Dalam ibadah, umat Islam dilarang untuk ghuluw (QS. An-Nisa: 171). Dalam muamalah dilarang keras untuk israf (QS. Al-A’raf: 31).
Dalam perang membela agama pun umat Islam tidak membolehkan melakukan tindakan-tindakan di luar batas seperti merusak tumbuhan, membunuh hewan dan menyakiti anak-anak, lansia serta perempuan (QS. Al-Baqarah: 190).
Konsep-konsep dasar ini adalah pijakan menjadi seorang muslim yang wasathiyah.
Tujuannya supaya umat Islam terhindar dari bahaya cara berpikir yang ekstrim dan menimbulkan kemudharatan bagi banyak orang.
Islam mendorong umat muslim untuk menjadi yang selalu ada di tengah supaya tidak berat sebelah.
Jamaah Salat Idul Fitri rahimakumullah
Dalam kitab al-Mujam al-Mufahras li al-Alfazh al-Qur’an al-Karim karya Muhammad Fuad Abd al-Baqi kata wasatha dalam al-Qur’an disebut lima kali dengan segala maksud dan konteks penggunaannya.
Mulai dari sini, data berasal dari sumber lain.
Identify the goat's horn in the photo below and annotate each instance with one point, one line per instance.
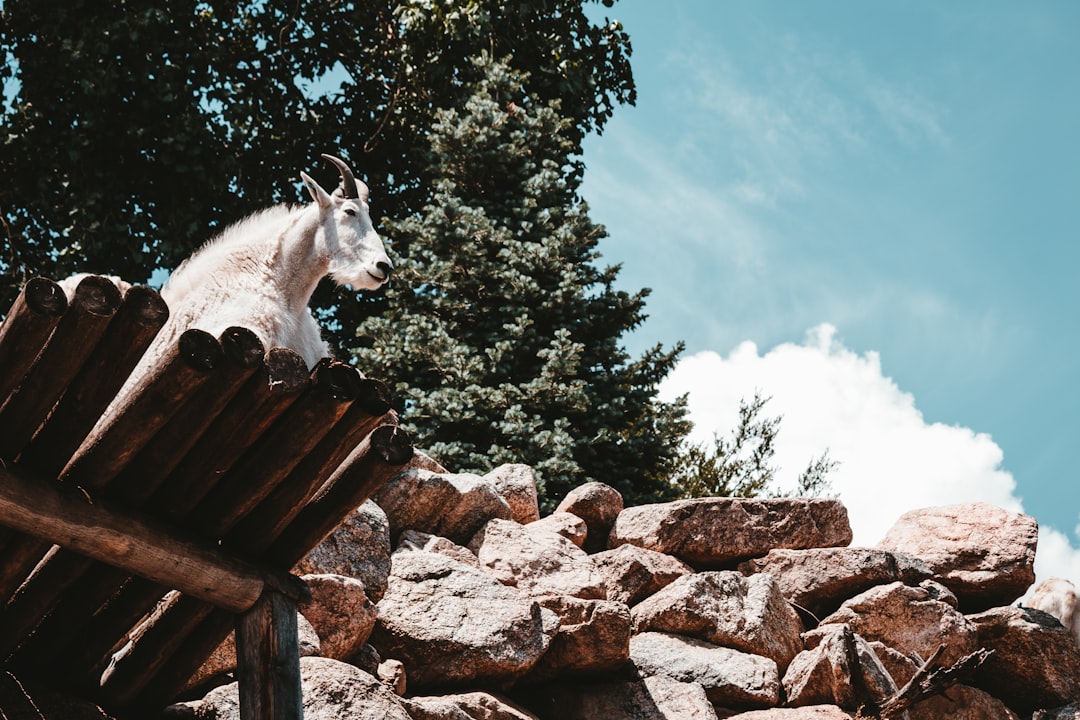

Pertama, wasathna, berarti “berada di tengah-tengah” terdapat dalam QS. Al-Adiyat ayat 5:
فَوَسَطۡنَ بِهٖ جَمۡعًا
Artinya: “Lalu menyerbu ke tengah-tengah kumpulan musuh.”
Kedua, wasathan, yakni “sikap adil dan pilihan”, terdapat dalam QS. Al Baqarah ayat 143:
وَكَذٰلِكَ جَعَلْنٰكُمْ اُمَّةً وَّسَطًا لِّتَكُوْنُوْا شُهَدَاۤءَ عَلَى النَّاسِ وَيَكُوْنَ الرَّسُوْلُ عَلَيْكُمْ شَهِيْدًا
Artinya: “Dan demikian pula Kami telah menjadikan kamu (umat Islam) umat wasath agar kamu menjadi saksi atas (perbuatan) manusia dan agar Rasul (Muhammad) menjadi saksi atas (perbuatan) kamu.”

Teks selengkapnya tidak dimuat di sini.